The recent abdication of Premier Alison Redford as head of the Alberta Progressive Conservative (PC) Party caused a reflection here on political transitions in the past, and former culture wars between the government and Alberta’s queer community.
Premier Don Getty was also chased out by his party in the early 90s, which started the reign of “King Ralph” Klein who became Premier in December 1992. He then took the PCs to an electoral victory in June, 1993.
The run-up to that provincial election was marked with high-profile anti-gay comments from Alberta Government Cabinet Ministers.
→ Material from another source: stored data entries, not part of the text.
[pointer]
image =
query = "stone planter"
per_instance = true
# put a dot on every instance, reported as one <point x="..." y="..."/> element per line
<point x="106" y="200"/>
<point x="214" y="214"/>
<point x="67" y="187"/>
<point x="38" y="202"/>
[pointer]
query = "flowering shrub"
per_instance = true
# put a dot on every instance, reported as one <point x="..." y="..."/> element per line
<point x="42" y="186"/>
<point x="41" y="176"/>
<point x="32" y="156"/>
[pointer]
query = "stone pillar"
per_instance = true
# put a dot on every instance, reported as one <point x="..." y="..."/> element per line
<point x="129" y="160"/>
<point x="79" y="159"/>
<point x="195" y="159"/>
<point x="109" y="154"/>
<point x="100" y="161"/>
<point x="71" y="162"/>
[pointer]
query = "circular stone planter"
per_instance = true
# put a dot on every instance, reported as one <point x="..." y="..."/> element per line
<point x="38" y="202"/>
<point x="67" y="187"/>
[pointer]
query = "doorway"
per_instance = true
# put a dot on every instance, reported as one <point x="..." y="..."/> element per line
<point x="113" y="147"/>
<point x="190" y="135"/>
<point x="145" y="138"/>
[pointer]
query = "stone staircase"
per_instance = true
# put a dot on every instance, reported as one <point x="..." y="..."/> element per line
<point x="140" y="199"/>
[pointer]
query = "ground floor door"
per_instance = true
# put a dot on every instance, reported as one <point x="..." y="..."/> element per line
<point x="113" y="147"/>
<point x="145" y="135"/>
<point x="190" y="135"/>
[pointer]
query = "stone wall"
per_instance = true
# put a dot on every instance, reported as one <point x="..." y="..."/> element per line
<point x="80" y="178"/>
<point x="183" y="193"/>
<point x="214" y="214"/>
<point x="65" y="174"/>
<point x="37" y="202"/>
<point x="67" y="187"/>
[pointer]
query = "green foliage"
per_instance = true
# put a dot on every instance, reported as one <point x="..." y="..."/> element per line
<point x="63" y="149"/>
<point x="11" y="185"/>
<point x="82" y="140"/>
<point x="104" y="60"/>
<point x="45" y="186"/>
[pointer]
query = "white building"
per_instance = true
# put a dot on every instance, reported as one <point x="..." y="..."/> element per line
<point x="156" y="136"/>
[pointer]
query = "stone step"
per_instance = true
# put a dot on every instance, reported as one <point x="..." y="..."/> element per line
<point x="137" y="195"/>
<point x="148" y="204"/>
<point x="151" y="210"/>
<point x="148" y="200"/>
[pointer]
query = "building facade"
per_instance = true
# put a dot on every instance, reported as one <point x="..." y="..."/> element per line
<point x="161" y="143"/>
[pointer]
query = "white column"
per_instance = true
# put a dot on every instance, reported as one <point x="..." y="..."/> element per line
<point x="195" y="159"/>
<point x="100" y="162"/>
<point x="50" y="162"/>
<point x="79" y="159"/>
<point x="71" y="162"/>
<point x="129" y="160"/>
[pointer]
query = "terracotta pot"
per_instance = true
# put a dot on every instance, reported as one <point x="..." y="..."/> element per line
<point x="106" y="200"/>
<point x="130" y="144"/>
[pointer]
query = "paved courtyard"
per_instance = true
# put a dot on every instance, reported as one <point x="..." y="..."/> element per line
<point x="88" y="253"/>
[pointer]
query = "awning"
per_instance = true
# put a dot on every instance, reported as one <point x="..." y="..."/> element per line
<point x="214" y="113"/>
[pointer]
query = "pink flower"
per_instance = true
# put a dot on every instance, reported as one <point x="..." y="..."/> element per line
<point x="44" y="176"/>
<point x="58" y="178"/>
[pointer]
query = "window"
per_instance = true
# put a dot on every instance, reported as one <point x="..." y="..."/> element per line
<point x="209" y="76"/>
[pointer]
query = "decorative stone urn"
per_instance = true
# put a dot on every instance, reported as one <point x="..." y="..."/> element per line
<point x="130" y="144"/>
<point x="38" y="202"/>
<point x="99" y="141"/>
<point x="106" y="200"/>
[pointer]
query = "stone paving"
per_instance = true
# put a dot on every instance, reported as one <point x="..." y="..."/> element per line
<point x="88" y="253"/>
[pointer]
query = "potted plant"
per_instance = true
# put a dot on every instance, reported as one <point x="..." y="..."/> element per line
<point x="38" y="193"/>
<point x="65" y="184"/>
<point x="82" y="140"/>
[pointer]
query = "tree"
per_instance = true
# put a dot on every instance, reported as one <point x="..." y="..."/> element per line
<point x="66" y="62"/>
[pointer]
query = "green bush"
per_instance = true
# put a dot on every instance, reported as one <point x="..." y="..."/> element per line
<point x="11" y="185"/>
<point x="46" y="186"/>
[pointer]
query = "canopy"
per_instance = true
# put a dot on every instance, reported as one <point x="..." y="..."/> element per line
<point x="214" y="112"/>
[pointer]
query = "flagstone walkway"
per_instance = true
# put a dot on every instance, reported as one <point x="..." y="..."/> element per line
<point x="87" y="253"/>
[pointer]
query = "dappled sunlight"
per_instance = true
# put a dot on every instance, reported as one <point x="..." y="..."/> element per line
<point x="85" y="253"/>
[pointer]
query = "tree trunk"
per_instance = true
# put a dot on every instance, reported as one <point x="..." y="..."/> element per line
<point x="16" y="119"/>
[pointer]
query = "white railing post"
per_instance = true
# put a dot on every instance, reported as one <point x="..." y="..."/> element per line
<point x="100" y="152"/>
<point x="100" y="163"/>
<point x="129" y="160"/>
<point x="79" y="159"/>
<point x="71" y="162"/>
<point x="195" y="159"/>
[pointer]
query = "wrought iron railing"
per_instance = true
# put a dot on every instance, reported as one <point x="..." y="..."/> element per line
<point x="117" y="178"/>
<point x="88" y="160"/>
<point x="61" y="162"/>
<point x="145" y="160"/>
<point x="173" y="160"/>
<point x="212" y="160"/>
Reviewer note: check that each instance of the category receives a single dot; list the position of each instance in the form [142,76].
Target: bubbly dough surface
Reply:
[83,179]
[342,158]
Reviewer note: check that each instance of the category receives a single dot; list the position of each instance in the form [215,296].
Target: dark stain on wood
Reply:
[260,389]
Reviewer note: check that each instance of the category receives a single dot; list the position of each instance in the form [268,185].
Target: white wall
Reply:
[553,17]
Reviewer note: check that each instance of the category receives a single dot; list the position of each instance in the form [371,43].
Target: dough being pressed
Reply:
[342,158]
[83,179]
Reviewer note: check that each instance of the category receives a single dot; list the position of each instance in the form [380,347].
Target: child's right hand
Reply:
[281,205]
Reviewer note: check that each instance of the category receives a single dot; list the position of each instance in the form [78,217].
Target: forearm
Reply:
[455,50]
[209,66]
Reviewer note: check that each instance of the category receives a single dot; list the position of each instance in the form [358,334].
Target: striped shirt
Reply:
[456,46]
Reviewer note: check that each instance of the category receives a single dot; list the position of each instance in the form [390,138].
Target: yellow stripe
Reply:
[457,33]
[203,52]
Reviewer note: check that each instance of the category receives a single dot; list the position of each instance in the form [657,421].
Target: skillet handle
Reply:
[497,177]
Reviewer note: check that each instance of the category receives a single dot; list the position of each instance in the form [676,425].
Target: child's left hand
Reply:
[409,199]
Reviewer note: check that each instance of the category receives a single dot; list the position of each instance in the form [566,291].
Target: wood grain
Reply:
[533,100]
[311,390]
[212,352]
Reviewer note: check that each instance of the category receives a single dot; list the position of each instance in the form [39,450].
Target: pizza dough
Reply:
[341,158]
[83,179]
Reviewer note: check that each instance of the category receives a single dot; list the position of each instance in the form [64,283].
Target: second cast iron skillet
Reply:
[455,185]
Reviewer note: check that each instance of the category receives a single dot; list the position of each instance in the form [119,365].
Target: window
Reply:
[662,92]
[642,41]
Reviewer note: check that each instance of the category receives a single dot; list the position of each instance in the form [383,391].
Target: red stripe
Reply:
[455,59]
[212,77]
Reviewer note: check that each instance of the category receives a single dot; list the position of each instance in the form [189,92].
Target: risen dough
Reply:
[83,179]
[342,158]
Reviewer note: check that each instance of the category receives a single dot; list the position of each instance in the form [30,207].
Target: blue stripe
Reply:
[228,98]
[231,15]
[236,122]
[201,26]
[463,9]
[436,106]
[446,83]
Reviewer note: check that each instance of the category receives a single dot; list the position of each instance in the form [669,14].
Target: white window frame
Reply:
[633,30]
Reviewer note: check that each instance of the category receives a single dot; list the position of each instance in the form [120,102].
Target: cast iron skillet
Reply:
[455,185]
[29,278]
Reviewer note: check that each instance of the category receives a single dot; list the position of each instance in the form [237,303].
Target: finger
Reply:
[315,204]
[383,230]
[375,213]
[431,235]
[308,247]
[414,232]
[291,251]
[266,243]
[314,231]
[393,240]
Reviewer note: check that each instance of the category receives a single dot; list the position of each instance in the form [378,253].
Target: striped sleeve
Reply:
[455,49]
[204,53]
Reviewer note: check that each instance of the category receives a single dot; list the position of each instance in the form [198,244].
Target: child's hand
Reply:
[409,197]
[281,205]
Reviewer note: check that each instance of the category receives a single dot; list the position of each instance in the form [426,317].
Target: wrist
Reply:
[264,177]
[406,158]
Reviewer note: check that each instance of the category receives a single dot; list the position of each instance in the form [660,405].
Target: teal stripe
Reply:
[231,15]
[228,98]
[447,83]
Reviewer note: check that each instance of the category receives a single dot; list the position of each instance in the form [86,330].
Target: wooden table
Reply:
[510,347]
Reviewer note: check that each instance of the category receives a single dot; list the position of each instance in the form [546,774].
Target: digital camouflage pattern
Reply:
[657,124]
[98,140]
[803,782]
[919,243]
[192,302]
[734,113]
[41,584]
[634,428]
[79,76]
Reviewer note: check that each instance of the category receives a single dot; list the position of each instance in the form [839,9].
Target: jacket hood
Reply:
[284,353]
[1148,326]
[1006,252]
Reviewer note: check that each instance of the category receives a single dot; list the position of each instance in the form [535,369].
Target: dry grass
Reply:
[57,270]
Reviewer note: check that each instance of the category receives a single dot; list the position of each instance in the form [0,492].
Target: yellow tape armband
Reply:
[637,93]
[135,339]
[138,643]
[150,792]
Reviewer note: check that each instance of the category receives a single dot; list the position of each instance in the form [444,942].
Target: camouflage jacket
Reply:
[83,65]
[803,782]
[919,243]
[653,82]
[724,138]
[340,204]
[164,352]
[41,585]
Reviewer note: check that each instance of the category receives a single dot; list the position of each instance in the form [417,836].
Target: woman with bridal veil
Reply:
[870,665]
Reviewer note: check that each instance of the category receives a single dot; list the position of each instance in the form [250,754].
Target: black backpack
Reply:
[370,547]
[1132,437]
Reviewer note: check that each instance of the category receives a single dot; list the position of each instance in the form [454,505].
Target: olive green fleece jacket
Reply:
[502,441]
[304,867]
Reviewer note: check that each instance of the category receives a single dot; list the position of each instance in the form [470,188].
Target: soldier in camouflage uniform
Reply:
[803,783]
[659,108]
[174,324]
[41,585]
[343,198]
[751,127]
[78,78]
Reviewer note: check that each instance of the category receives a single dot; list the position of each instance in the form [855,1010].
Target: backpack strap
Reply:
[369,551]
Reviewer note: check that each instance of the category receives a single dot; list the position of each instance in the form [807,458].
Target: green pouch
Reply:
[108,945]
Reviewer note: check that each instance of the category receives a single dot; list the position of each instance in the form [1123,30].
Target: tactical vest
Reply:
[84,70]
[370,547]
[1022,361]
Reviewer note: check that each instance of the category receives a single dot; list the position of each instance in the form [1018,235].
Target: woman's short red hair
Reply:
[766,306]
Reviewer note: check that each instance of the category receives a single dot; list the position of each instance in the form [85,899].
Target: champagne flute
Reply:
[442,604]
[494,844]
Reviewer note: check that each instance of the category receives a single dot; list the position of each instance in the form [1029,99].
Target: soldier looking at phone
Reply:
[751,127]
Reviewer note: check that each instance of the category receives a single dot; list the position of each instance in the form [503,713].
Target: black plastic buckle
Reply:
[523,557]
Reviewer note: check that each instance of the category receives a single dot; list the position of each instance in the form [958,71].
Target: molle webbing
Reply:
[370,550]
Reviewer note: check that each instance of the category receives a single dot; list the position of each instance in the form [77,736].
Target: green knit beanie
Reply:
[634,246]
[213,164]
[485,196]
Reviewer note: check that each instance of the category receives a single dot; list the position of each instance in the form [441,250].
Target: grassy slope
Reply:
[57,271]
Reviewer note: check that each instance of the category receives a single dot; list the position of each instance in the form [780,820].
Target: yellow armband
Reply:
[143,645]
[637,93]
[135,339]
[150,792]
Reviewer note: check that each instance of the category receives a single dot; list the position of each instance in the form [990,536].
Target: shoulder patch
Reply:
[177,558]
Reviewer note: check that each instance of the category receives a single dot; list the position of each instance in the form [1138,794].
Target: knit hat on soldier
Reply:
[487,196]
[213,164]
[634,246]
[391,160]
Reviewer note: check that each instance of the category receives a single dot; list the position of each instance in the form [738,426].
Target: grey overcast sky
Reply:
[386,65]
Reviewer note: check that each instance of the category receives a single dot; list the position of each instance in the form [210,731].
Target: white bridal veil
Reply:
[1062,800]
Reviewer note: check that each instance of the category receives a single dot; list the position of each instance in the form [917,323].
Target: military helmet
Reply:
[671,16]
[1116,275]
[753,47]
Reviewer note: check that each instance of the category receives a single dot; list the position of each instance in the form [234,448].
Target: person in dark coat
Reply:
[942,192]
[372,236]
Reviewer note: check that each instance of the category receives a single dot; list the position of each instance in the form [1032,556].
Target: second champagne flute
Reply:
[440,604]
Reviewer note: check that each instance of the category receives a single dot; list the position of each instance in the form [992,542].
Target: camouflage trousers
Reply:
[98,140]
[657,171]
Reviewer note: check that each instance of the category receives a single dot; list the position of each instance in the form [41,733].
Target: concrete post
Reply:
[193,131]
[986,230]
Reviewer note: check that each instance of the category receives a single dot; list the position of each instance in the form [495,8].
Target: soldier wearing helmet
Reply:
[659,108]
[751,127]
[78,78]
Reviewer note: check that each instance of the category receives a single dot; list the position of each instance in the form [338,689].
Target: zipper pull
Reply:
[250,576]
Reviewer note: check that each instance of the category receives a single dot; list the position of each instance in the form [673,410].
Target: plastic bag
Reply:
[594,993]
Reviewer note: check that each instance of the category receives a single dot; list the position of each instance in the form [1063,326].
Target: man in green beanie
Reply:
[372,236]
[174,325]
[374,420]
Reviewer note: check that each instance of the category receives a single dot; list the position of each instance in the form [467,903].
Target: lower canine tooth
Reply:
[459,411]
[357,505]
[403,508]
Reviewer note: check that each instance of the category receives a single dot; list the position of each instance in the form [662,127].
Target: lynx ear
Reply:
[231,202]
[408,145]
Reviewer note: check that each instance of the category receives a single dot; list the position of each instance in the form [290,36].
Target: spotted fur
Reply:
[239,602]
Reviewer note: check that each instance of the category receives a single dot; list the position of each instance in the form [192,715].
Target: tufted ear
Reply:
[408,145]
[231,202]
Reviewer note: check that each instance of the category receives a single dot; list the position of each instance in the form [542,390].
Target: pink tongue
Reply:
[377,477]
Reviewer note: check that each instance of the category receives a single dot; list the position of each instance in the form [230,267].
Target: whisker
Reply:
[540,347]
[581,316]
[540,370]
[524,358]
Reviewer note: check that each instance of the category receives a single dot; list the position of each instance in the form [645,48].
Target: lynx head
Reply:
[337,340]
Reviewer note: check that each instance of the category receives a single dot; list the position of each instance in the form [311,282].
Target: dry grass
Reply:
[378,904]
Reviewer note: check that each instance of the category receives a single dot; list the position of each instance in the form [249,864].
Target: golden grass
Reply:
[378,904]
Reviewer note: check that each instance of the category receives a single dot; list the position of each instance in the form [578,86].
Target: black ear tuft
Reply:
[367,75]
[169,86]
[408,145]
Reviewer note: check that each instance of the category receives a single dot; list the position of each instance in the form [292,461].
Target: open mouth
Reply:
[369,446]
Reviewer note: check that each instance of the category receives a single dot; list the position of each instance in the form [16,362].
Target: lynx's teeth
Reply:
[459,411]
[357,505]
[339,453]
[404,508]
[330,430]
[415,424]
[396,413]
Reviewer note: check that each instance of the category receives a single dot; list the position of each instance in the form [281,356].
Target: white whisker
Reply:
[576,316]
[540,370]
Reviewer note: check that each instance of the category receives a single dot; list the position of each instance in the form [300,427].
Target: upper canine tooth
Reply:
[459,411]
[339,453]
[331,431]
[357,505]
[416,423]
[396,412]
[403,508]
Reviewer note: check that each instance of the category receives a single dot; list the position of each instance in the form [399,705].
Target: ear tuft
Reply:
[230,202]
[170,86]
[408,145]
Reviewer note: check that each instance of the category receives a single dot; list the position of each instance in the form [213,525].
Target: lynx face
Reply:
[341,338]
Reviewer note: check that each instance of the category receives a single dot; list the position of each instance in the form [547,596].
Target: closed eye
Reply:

Then Deputy Premier Ken Kowalski, publicly mused on CBC Radio that: “taxpayers’ money shouldn’t be used to support people with ‘abnormal’ lifestyles.” He was referencing provincial government arts funding that had gone to the Banff Centre who had supported a performance art piece which dealt with themes of lesbian sexuality.
Diane Mirosh, the PC Cabinet Minister responsible for the Human Rights Commission said that: “gays and lesbians had [already] too many rights and perhaps they should be rescinded.” The irony, of course, is that they had fewer rights than other Albertans because sexual orientation was then not a protected ground of the Alberta Individual Rights Protection Act: the provincial human rights legislation of the day.
The Calgary queer community was vocal in its outrage and organized an anti-PC campaign during the election, which happened to be the same month for Calgary and Edmonton’s Pride Celebrations. This was also the year Edmonton’s Mayor Jan Reimer proclaimed Edmonton Gay and Lesbian Pride Day, in sharp contrast to the ruling provincial government’s position.
Despite the dodgy comments from PCs about human rights, they cagily advertised in Calgary’s gay press for their candidate, Stephen Yu, in Calgary Buffalo, long considered the queerest riding in the city (he came in 2nd, taking 40% of the vote).
Interestingly, in the last provincial election (2012), it was widely believed that anti-gay comments from Wild Rose Party candidates were a deciding factor in Alison Redford’s sweep into power despite polls predicting her demise. The PCs rhetoric around tolerance in modern times is in stark contrast to the past. However, the fact that the Alberta Progressive Conservative Party takes down its own leaders – from within – remains similar.